Shahak Shapira carried out the protest after the company refused to remove the racist, homophobic and antisemitic material despite having been notified about the content over a six-month period.
He used stencils to leave the abusive messages on the street in front of the social media company’s offices last Friday morning. Comments included “Judenschwein” (Jewish Pig), “N****rs are a plague to our society”, “Let’s gas some Jews together”, “Gays to Auschwitz” and “We need a final solution for Muslims in Germany”.
In a video of his latest project, Mr Shapira said that he had reported “about 450 hate comments to Twitter and Facebook” in the last six months.
“The statements I reported weren’t just plain insults or jokes, but absolutely serious threats of violence… things no-one should say and no-one should read”, he added.
He said that he had sent around 150 comments to Facebook, which removed around 80 per cent of them within a couple of days.
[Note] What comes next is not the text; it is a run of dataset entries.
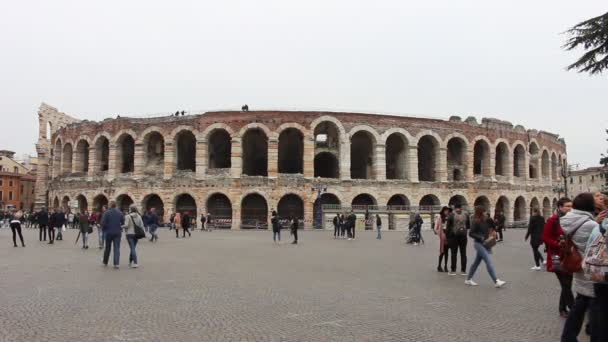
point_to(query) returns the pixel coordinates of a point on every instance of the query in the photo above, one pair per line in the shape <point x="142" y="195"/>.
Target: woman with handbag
<point x="578" y="225"/>
<point x="133" y="224"/>
<point x="484" y="239"/>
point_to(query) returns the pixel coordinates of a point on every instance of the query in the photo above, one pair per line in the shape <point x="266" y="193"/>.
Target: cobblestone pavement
<point x="238" y="286"/>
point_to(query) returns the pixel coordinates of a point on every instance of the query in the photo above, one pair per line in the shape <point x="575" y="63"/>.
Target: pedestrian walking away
<point x="111" y="224"/>
<point x="535" y="231"/>
<point x="484" y="238"/>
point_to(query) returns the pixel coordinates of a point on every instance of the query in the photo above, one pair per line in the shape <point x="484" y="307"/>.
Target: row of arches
<point x="395" y="155"/>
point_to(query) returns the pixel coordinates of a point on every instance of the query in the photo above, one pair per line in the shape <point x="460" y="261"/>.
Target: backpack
<point x="459" y="228"/>
<point x="595" y="263"/>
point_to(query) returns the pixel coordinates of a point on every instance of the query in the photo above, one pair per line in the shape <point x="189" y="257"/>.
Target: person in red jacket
<point x="551" y="233"/>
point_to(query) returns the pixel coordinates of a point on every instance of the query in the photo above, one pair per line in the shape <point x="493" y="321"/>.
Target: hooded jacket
<point x="585" y="224"/>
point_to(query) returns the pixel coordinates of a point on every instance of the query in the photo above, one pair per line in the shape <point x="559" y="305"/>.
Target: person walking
<point x="130" y="221"/>
<point x="456" y="232"/>
<point x="439" y="229"/>
<point x="111" y="224"/>
<point x="378" y="226"/>
<point x="535" y="231"/>
<point x="579" y="224"/>
<point x="481" y="233"/>
<point x="276" y="228"/>
<point x="186" y="221"/>
<point x="85" y="228"/>
<point x="294" y="230"/>
<point x="43" y="222"/>
<point x="551" y="235"/>
<point x="16" y="228"/>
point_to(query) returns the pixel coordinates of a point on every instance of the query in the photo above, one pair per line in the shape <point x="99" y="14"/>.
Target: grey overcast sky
<point x="95" y="59"/>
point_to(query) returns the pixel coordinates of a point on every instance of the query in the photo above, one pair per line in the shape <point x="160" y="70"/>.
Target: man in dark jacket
<point x="43" y="221"/>
<point x="111" y="224"/>
<point x="535" y="232"/>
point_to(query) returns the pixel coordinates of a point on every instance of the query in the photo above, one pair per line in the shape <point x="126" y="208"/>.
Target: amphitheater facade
<point x="240" y="165"/>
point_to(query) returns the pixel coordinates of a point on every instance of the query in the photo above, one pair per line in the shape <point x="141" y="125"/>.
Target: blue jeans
<point x="112" y="241"/>
<point x="132" y="244"/>
<point x="482" y="254"/>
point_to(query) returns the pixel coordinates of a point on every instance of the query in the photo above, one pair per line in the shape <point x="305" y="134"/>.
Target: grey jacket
<point x="129" y="220"/>
<point x="570" y="222"/>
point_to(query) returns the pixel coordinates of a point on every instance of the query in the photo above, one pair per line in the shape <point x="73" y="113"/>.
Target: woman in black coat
<point x="535" y="232"/>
Of more than 300 tweets reported to Twitter, however, Mr Shapira said he “received only nine answers… each of them stating there was no violation of Twitter’s rules.
“That’s it. All other reports were left unanswered. So I thought, ‘ok, if Twitter forces me to see those things then they’ll have to see them too’.”
Mr Shapira took 30 of the worst tweets and sprayed them onto the street outside the office. To enter the offices, employees would have to walk through the area painted with the tweets, and, as Mr Shapiro put it “they’ll have to look at all the beautiful tweets their company likes to ignore so much”.
The display, which covered a large part of the street on which the Twitter offices are based, attracted a lot of attention. The police showed up, but left again soon after, making no arrests.
“This will never be big enough to even visualise the amount of hate tweets on Twitter, but maybe we can at least give them food for thought”, Mr Shapira said.
Mr Shapira made headlines around the world in January after another project of his, “YOLOcaust”, took pictures which people had shared of themselves behaving in a disrespectful manner at the Holocaust memorial in Berlin, and photoshopped the people into actual photos showing Holocaust victims. The people in the photos could have their pictures removed from the YOLOcaust website, but only if they sent Mr Shapira a message asking him to “undouche me”.
Later on Friday morning cleaners removed the tweets right outside the entrance to the property, but left the vast majority of tweets which were in the surrounding area.